“If we have data, let’s look at data. If all we have are opinions, let’s go with mine.”
― Jim Barksdale
Businesses often make decisions based on opinion rather than facts. Why? I think it is mainly due to 3 main reasons:
- Bias - If I think A, most certainly my users/clients also think A
- Speed - Planning, experimenting, analysing takes time and resources
- Risk - Experimenting imply risk of something going wrong
Let me elaborate I little more on this reasons:
By following an empirical approach, we ensure that product changes are not driven by the most opinionated and vocal Netflix employees, but instead by actual data, allowing our members themselves to guide us toward the experiences they love.
Couldn’t say it better. But also keep in mind that change is the only thing that it’s constant. So keep measuring even after your experimentation has finished, since what was true 2 years ago might not be true today.
Making a decision just for the sake of moving fast can backfire, as making a mistake can cause a greater delay than running an experiment to make a data-driven decision.

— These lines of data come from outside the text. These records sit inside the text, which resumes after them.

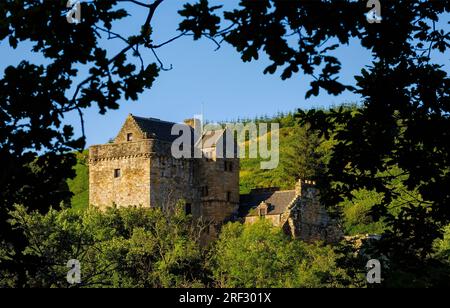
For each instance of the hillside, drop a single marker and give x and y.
(79, 186)
(251, 175)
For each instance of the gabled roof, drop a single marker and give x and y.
(155, 128)
(278, 202)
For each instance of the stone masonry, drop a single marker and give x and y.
(138, 169)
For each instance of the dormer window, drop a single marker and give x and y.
(129, 137)
(228, 166)
(262, 209)
(117, 173)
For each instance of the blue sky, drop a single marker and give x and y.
(226, 87)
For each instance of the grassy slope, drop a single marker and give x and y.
(79, 186)
(251, 175)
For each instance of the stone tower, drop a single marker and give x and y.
(138, 169)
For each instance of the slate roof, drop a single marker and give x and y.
(278, 202)
(156, 128)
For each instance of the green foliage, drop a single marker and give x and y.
(357, 213)
(260, 255)
(302, 155)
(125, 247)
(79, 185)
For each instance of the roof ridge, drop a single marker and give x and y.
(152, 119)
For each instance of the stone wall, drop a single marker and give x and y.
(308, 219)
(131, 187)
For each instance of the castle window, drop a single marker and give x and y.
(117, 173)
(204, 191)
(188, 209)
(228, 196)
(228, 166)
(129, 137)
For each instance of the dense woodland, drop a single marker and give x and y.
(382, 166)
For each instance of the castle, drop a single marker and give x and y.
(138, 168)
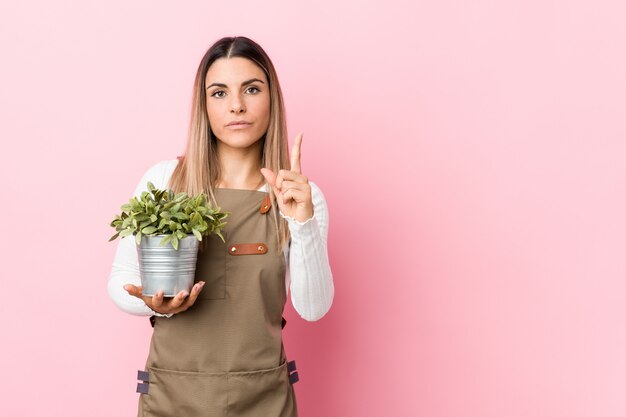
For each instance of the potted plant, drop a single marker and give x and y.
(168, 228)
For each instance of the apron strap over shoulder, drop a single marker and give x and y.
(265, 204)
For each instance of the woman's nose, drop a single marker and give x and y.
(237, 105)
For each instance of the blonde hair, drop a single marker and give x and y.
(198, 169)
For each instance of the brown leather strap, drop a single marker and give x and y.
(265, 204)
(247, 249)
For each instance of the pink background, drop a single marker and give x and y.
(471, 153)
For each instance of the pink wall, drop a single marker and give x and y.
(472, 156)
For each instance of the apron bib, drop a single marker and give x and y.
(224, 356)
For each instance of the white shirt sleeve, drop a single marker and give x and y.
(309, 276)
(125, 268)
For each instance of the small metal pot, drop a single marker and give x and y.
(165, 268)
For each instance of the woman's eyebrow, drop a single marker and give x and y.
(250, 81)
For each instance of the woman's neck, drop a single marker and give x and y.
(240, 168)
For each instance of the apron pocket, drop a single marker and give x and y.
(264, 392)
(211, 268)
(182, 393)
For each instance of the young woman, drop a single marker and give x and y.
(218, 350)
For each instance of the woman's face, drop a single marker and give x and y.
(237, 90)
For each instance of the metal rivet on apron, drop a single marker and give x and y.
(142, 388)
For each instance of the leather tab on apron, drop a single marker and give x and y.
(142, 388)
(247, 249)
(142, 376)
(293, 378)
(265, 204)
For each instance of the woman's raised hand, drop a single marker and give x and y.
(292, 189)
(181, 302)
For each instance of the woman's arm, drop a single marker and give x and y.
(309, 275)
(125, 268)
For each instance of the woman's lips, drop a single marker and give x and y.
(239, 126)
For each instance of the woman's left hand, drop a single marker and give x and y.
(292, 189)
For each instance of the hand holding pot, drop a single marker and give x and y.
(181, 302)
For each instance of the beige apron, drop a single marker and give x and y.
(224, 356)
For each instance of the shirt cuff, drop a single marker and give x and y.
(156, 313)
(296, 223)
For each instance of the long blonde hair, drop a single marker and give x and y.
(198, 169)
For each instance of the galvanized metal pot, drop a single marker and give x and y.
(165, 268)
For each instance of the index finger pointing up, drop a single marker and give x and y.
(295, 154)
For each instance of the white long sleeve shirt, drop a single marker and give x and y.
(308, 276)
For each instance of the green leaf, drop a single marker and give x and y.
(148, 230)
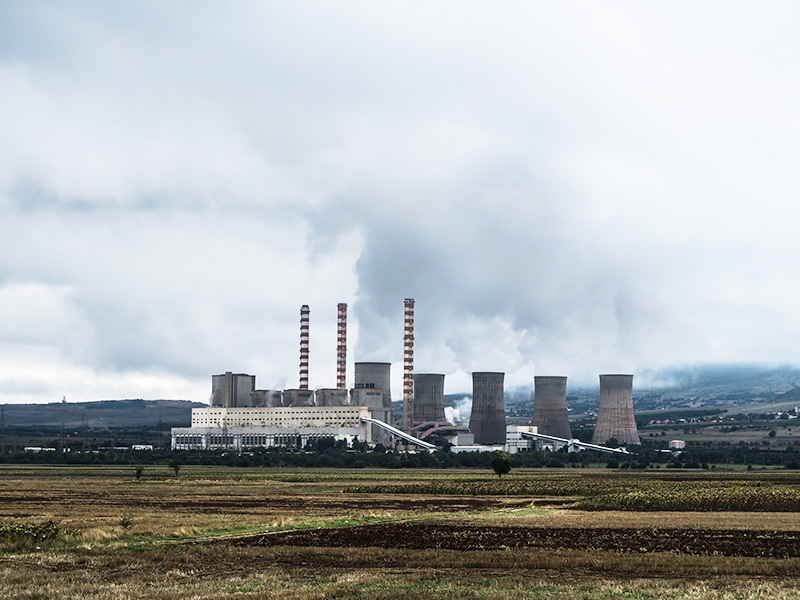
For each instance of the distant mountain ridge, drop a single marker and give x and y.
(100, 414)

You need to be very careful how you run your experiments, as doing something wrong can cause your customers to lose money, and consequently, you can lose customers and trust. This could lead managers to avoid making “big” changes and trying new things or simply trying things that can be done “safely.”
Making experimentation easy and safe will increase innovation. Also, keep in mind that It’s all about feedback and validating hypothesis. You can’t get feedback until it’s in your customer’s hands.

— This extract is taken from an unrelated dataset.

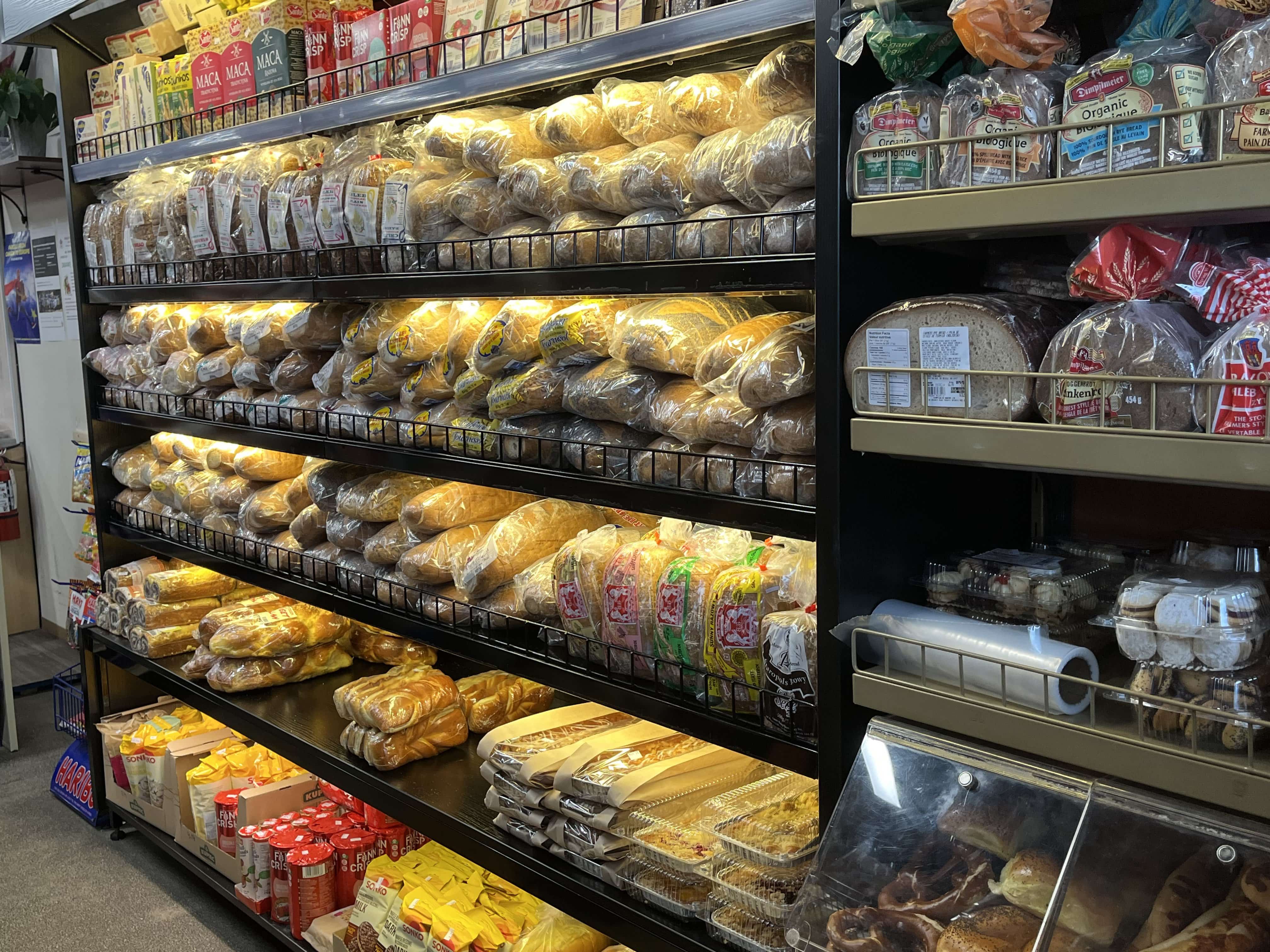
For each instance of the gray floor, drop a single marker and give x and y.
(68, 887)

Having barriers on innovation will have an impact on how fast your company grows. How to approach these issues? First, don’t be afraid of your customer’s feedback, use it to guide your product evolution. Second, make experiments safe and easy to measure, which will lower the effort required to gather data to make informed decisions.
How do we do that? Having technology and mechanisms that allow you to:
- Run your experiments on a small subset of customers. That will allow you to test your hypothesis but also reduce the impact of any possible issue on your experiment.
- Monitor all relevant KPI. That allows you to have an eye on how the experiment is going and knowing if something is wrong at any given moment.
- Make it easy to turn off any ongoing experiment. If you notice any undesired result from your metrics, you will be able to stop it before it has a greater impact on your customers.
Don’t forget that simplicity is key for this to succeed. So avoid burying this under heavy processes and try to keep them as lightweight as possible, so engineers don’t feel discouraged to run experiments.